I must say it’s been a fascinating and highly educational experience, working on two different long stories, using two radically different approaches.  Sleeping Underwater, which follows seven main characters through the land of what-if, was meticulously plotted out (although I always leave room for my characters to do something unexpected, which they seem to do annoyingly often), and my Sleeping binder contains at least an inch or two of character and plot notes.  It would serve very nicely as a boat anchor until the pages started to disintegrate. 

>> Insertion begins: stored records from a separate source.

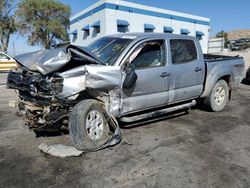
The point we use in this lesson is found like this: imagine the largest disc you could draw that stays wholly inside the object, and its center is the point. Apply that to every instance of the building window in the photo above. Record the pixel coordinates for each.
(122, 29)
(96, 28)
(185, 31)
(85, 31)
(149, 28)
(74, 35)
(122, 26)
(168, 29)
(199, 34)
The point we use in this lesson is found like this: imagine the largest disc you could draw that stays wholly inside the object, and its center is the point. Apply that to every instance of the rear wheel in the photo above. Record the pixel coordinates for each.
(218, 98)
(88, 126)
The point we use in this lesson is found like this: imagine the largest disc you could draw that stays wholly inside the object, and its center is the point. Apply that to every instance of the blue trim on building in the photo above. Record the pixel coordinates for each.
(168, 29)
(185, 31)
(199, 33)
(96, 24)
(149, 26)
(85, 28)
(137, 11)
(74, 32)
(122, 23)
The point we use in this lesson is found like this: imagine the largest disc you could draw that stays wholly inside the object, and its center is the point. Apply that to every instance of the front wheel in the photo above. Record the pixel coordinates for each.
(88, 126)
(218, 98)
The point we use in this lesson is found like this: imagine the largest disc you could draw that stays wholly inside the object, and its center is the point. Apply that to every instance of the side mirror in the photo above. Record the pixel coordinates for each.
(130, 79)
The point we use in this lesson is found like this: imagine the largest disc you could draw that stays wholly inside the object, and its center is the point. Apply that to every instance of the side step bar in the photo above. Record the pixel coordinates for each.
(158, 112)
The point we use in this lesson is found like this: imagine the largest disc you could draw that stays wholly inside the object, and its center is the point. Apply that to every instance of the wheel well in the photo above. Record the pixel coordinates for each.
(227, 78)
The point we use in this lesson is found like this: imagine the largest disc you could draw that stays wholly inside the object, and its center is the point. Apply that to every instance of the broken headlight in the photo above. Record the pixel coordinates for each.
(57, 84)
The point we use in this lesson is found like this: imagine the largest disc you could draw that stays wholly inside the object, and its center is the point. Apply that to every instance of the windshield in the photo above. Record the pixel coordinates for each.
(108, 49)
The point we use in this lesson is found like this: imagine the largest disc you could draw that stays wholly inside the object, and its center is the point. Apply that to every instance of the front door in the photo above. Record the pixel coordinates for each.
(150, 90)
(187, 71)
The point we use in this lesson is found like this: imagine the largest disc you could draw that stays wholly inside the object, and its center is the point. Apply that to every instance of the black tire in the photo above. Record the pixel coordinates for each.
(77, 125)
(213, 102)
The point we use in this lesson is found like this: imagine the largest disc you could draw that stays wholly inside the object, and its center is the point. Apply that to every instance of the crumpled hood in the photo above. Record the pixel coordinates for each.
(51, 60)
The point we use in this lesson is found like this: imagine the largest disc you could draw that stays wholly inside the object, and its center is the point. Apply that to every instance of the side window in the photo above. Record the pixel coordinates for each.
(183, 51)
(4, 57)
(149, 54)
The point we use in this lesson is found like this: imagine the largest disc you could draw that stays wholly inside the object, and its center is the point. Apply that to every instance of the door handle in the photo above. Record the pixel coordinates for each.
(165, 74)
(198, 69)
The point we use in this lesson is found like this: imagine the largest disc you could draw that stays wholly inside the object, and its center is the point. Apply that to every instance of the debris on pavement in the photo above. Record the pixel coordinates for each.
(60, 150)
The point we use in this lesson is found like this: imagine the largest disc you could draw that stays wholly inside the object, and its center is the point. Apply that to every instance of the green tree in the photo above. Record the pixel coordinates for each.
(7, 23)
(45, 22)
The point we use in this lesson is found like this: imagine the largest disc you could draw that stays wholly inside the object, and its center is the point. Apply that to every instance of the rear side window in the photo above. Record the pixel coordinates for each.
(183, 51)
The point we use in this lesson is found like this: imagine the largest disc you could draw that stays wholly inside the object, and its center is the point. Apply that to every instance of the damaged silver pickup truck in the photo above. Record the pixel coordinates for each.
(124, 77)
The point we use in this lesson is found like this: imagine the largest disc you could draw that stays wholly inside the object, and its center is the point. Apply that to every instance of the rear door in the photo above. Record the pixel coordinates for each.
(187, 70)
(148, 60)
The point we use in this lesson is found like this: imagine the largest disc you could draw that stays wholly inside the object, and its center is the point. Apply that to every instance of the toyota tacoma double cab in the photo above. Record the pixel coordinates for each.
(119, 78)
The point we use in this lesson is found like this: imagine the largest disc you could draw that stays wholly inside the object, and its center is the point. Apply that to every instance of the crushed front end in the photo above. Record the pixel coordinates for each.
(37, 104)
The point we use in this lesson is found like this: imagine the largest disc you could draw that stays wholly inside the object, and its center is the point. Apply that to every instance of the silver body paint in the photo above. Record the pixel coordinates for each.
(150, 90)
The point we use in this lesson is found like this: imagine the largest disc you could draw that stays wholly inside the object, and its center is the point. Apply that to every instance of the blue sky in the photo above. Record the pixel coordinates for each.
(224, 14)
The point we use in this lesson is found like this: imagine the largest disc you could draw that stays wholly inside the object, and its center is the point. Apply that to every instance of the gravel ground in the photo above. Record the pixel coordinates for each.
(200, 149)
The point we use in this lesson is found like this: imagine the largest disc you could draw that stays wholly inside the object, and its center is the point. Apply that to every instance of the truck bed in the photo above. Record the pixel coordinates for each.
(212, 58)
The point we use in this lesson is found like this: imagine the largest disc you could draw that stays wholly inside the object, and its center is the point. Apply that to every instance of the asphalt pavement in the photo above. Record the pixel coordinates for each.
(199, 149)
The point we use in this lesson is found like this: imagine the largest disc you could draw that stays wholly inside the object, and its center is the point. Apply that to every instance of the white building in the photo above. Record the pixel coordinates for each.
(113, 16)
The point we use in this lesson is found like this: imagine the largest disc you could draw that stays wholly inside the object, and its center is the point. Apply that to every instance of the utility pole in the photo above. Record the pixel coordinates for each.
(14, 49)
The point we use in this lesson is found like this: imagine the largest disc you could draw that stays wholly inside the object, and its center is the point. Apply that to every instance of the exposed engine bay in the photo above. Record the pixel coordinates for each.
(52, 82)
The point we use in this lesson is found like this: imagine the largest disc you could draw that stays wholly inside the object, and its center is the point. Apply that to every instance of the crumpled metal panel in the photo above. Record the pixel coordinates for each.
(44, 61)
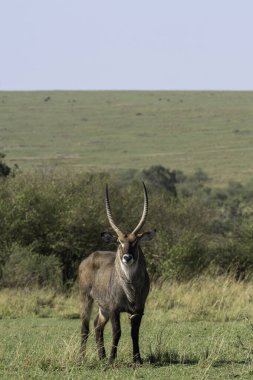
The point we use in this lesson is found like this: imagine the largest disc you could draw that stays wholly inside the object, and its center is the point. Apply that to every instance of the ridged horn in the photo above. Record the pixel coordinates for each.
(144, 213)
(109, 213)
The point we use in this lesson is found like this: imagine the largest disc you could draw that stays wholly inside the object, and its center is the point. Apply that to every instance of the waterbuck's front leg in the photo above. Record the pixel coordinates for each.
(135, 327)
(116, 332)
(99, 325)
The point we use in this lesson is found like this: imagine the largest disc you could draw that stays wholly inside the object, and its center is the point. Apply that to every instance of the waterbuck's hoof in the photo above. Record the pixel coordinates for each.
(111, 361)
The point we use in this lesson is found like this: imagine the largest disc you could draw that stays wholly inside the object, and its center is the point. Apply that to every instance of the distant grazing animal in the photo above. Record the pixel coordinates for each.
(118, 282)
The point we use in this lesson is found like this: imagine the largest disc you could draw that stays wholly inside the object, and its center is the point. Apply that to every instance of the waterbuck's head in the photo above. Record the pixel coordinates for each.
(127, 243)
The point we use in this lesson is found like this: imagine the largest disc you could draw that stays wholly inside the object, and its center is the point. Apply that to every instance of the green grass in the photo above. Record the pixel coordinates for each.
(121, 130)
(197, 330)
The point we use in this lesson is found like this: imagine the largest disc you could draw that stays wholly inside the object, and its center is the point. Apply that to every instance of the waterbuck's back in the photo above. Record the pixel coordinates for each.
(96, 267)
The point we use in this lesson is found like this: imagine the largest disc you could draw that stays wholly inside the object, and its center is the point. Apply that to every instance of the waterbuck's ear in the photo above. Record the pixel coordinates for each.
(108, 238)
(146, 236)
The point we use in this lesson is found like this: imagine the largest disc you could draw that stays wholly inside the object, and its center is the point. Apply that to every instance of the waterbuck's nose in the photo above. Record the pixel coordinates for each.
(127, 258)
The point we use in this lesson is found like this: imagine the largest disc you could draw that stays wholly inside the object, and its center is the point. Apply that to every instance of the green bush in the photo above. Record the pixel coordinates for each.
(186, 259)
(59, 216)
(26, 268)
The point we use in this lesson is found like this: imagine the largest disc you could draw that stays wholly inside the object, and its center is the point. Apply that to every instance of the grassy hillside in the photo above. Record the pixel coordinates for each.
(197, 330)
(104, 130)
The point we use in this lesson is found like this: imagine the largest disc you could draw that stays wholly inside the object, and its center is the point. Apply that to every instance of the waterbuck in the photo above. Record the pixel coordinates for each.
(118, 282)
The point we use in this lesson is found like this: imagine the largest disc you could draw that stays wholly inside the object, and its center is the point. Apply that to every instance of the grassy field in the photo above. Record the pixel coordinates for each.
(196, 330)
(121, 130)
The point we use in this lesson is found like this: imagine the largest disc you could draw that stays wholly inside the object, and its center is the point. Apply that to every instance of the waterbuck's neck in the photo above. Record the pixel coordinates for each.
(131, 277)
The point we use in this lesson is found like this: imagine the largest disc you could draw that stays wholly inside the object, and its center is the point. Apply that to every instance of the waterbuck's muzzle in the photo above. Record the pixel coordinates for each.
(127, 258)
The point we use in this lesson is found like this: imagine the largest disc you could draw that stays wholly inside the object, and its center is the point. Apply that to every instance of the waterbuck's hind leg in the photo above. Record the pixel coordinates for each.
(85, 313)
(99, 324)
(135, 327)
(116, 332)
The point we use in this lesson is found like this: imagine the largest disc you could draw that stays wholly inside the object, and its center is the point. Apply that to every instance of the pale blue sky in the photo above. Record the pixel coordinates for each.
(130, 44)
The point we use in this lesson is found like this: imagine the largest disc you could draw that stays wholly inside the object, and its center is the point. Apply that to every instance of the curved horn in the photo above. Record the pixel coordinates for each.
(145, 211)
(109, 214)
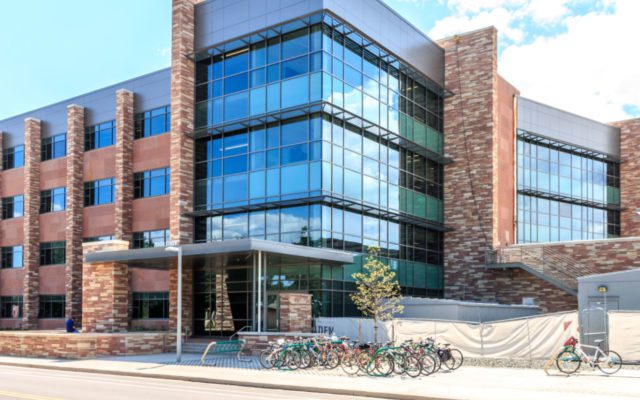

The John Dresden story, on the other hand, has been one long freefall from the beginning.  It quite literally starts off running – with no memory of its past and no knowledge of its future, for either the poor beleaguered main character or the writer.  As it went along, it gathered a context and a history and a handful of other characters, rather like a sticky tumbleweed.  I did, finally, jot down a few “what happens next?” notes and a bit of a family history, but I’m having so much fun seeing where it will take me that I don’t want to overdo it in the pre-planning department.  I’m considering it a grand experiment – take two opposing approaches to novel writing, and see which works best. 

Now that November is here, I’ve added a third approach into the mix: take one story idea that’s been percolating for more than a decade, re-write a few opening chapters to get back into the world that has been sitting waiting patiently for me all this time, and then write like mad for a month and watch it come alive again.  A bit like re-animating Frankenstein’s monster; exciting and a little bit scary, guaranteed unpredictable results (what could possibly go wrong? our heroes ask innocently – and then everything goes to hell).

Colour me insane, what can I say.  Now, if I could just figure out a way to get people to pay me to do this (preferably before I hit middle-age), life would be pretty sweet.